Шум толпы напирал, разговор наших героев терялся в нем... Один иностранный турист с интересом смотрел в их сторону, прислушиваясь. Ох уж этот вечный спор об общественных системах! Он Вам еще не надоел? Почему лучше эта, а не другая? Да и вообще, почему мы всегда должны выбирать из двух? Кто создал эту систему из двух координат, именуемую 'да-нет'? Безусловно, пресловутое 'возможно' еще никто не отменял, но оно, по сути, является лишь подвидом тех двух. В этой дилемме до появления идей трансгендерности еще далеко, хотя, с другой стороны, почему нам не взять и не допустить очаровательную гипотезу о существовании третьего варианта? Вот жизнь и смерть – есть ли тут пресловутая троица? Все-таки в близкой по хронологическому смыслу системе координат 'прошлое-настоящее-будущее' их три. Но ведь и жизнь, и смерть может существовать в каждом из них. Или нет? А может ли существовать смерть в настоящем, понимаемом как 'момент', 'миг'? Ведь что это за смерть, если она дает потом шанс на продолжение? Или мы чаем воскресение мертвых? Но ведь тела их не сохранятся к тому времени, это очевидно! В ответ Вы говорите, что бессмертна душа, но не тело, не так ли? Хорошо, значит, воскреснет бессмертная душа. Но как можно воскреснуть, если ты и умереть-то не можешь??? Да уж лучше спор о системах! Долой империалистов! Пусть дохнут от голода не умеющие крутиться нищеброды!
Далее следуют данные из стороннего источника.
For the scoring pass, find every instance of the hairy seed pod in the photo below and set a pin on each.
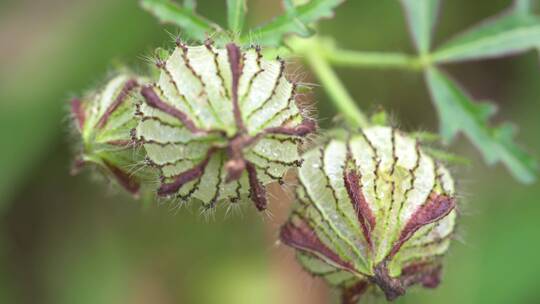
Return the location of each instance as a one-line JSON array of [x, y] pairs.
[[374, 212], [220, 124], [104, 121]]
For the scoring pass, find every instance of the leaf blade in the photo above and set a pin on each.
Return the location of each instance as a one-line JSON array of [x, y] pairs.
[[166, 11], [293, 21], [421, 16], [236, 12], [458, 113], [510, 33]]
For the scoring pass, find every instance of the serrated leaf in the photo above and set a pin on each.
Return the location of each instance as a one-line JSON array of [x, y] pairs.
[[421, 17], [236, 12], [509, 34], [194, 26], [459, 113], [294, 21]]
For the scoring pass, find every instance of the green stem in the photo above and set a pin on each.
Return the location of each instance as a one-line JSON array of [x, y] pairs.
[[335, 88], [372, 59]]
А вот встретит ли нас свобода после того как своды темниц рухнут, вопрос глубокий. Борьба ради борьбы... Зачем жить, не борясь? Или лучше прогнуться под мир и соответствовать его идеалам? Зачем идти по длинному пути, если можно пойти по короткому? Но кем ты выйдешь с этого пути? Одним из? Ведь мы все часть системы, и свобода недостижима, хоть бороться и надо, чтоб не стыдно было умирать. Не бойтесь вести внутреннюю борьбу, не идите на компромисс! Здесь не международная дипломатия. И неважно, кто победит в этой внутренней борьбе, и пусть последствия будут разрушительны. Но, серея в похожести дней, вы не больше системны, чем если пойдете и зарежете десять человек. Да, именно так кроваво, потому что иначе смысл здесь не донести. Опа! Но ведь тут вы вскрыли течение и повлияли на него, да, повлияли. Вот вам и черный пример, но, повлияв на сие течение чем-то, что вам кажется правильно, этим самым 'правильным' вы можете также убивать этих же десять людей, только медленнее и мучительнее. Или мы все же дрожащие твари, вши, и права нам никто не давал? И право на что? На изменение мира, право не быть консерватором? И почему мы вообще делим людей на какие-то подвиды? Ведь то, что кажется правильным вам, вовсе не кажется таковым для другого, более того, может уже и не казаться таковым и для вас по прошествии некоторого времени. Времена меняются – меняются идеи.

Но идея идеала, волшебного идеала непотопляема. И даже в наш век технологий остается актуальной. А Вы думаете, идеалов не встречается в современном мире? Вы правы – идеалов нет в мире никаком, в плане личностном, потому что идеалом является сама наша природа, именно она и есть этот самый ориентир. И вера, вообще любое религиозное чувство также выражает собой беспримерную тягу к совершенству. Так давайте вглядимся! Кто только не проходил по столь эпической, внушающей трепет и ностальгию Красной площади! И вот она, вот же она! Поглядите на нее! А? Она для Вас не идеал? Так Вы немного... э-э-э...зажрались, что ли, простите за такое словечко! Но давайте познакомимся с нашей героиней, все же без нее наше повествование явно будет неполным и серым.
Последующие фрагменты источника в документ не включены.